Another observation is that runner motivation may have shifted from performance goals to more psychosocial goals. I see this among some running friends where the social side of running has gained importance. However, I doubt the day has come when most runners aren’t feeling that competitive drive, regardless of how slow our pace has become.

I find statistical information on who is running particularly interesting. Not that I understand how they crunch the numbers, but I am curious how many of ‘me’ are out there.

There is a lot to cover in this report. Likely everyone who takes a look will see something interesting jump out.

For instance, it’s not surprising to see that the US has the largest number of participants, but is also the slowest. I personally think this speaks to the atmosphere of inclusivity within the running communities in the USA.

I was surprised to see that for the marathon, based on distribution of participants by race distance, Germany, Spain and the Netherlands have the most marathon runners. In that respect, the USA is 13th, sandwiched between Belgium and Canada.

The USA has the largest number of 5K runners. Having said that, in finish times we rank 24th among 35 counties. Since this is the gateway distance for most runners in the US, our low rank could be anticipated.

Worldwide, the popularity of the half marathon is growing. At that distance, Russia and Belgium have the highest rankings for men and for women.

The number of women runners worldwide now tops the numbers of men runners.
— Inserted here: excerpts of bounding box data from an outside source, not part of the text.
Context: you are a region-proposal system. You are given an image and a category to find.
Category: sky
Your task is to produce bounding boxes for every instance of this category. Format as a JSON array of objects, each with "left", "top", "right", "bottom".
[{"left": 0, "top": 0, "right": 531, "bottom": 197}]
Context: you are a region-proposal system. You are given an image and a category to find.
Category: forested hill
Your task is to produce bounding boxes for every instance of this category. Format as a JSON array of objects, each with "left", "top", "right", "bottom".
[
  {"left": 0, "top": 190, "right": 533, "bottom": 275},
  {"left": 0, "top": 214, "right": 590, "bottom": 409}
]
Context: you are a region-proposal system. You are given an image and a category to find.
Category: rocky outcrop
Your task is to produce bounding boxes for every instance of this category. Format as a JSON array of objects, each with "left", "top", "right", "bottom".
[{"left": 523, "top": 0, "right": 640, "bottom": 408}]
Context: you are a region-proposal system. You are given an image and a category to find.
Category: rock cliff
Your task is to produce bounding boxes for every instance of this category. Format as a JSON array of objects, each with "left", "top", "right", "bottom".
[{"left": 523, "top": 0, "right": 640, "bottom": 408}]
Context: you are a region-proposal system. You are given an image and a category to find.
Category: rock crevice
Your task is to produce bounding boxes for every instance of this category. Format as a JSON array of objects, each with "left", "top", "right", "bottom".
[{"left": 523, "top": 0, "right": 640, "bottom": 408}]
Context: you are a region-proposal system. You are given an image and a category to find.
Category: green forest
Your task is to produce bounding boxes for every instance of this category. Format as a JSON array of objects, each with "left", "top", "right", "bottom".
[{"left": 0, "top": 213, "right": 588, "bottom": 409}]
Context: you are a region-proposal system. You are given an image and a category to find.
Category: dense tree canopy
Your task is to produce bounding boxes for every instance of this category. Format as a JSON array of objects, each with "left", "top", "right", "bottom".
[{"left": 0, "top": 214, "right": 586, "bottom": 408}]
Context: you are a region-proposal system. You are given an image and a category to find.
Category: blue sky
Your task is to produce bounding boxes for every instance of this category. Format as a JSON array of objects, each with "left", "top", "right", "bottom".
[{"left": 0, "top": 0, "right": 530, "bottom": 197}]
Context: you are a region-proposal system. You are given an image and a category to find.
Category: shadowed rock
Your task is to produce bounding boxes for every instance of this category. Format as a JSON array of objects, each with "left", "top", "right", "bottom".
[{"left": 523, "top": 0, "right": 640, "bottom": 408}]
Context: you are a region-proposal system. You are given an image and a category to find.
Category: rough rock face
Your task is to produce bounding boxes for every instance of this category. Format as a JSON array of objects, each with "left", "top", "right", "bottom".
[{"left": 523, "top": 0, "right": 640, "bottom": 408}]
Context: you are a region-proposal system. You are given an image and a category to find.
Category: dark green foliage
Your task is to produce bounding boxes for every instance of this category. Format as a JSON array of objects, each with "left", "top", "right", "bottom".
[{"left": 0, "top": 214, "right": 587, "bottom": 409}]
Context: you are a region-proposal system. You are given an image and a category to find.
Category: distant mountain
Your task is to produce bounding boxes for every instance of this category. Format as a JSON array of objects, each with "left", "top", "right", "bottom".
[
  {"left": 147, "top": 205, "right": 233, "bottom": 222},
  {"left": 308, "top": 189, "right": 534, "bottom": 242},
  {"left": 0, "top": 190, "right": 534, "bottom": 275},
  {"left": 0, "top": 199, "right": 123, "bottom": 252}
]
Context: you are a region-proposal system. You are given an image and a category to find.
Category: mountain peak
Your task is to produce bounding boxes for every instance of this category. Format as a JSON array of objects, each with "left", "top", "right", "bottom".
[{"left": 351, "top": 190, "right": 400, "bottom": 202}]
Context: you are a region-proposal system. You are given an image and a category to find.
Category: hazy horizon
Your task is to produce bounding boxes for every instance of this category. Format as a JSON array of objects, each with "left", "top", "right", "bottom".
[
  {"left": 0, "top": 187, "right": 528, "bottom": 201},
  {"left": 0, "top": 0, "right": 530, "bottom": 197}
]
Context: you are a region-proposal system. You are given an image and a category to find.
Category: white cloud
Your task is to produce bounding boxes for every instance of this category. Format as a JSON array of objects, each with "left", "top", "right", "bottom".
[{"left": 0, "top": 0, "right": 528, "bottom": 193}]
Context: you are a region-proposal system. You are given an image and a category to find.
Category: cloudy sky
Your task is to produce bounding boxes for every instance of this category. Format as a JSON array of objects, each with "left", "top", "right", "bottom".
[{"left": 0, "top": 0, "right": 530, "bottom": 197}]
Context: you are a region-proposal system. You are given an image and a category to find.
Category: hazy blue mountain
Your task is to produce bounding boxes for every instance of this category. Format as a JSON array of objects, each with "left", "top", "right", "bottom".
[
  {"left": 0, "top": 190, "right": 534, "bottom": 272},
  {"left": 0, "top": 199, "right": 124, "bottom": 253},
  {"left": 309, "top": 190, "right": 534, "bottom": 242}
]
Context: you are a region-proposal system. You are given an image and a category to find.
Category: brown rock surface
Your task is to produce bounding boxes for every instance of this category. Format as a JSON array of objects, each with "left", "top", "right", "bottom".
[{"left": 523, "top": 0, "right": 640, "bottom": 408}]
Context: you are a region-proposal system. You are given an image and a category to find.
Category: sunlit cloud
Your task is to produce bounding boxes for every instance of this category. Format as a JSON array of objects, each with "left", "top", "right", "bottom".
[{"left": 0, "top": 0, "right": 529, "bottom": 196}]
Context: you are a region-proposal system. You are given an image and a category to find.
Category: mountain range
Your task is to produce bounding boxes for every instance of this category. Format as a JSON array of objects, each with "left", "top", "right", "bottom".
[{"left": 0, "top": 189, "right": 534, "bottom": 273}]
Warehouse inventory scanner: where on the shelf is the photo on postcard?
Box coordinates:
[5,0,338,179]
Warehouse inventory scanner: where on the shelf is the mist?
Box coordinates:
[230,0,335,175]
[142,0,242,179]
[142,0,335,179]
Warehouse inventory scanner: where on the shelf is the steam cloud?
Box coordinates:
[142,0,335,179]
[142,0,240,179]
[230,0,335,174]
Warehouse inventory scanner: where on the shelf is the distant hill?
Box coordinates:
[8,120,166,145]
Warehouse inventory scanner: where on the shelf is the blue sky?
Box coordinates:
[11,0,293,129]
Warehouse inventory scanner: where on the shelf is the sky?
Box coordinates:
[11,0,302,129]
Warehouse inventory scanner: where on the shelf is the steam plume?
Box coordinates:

Iceland has the highest proportion of female participants, followed by the USA and Canada.

It will be interesting to see what the mapping will look like in another two or three years. We runners have been without our usual race calendar for more than a year. My prognosis is that there will be a jump in the numbers of race participants at every distance as we will once again be able to safely share outdoor space in competition. I for one am ready to be back at the start line.

If you would like to take a ballpark view of where your times fit with the mapping of global participation, her is a link to the RunRepeat comparison tool.

What do you find particularly surprising in the report? Are you among the runners who have begun racing in other countries or other areas of your own country?


  1. Thank you for the run repeat comparison tool. It gives me renewed hope in the 60+ category!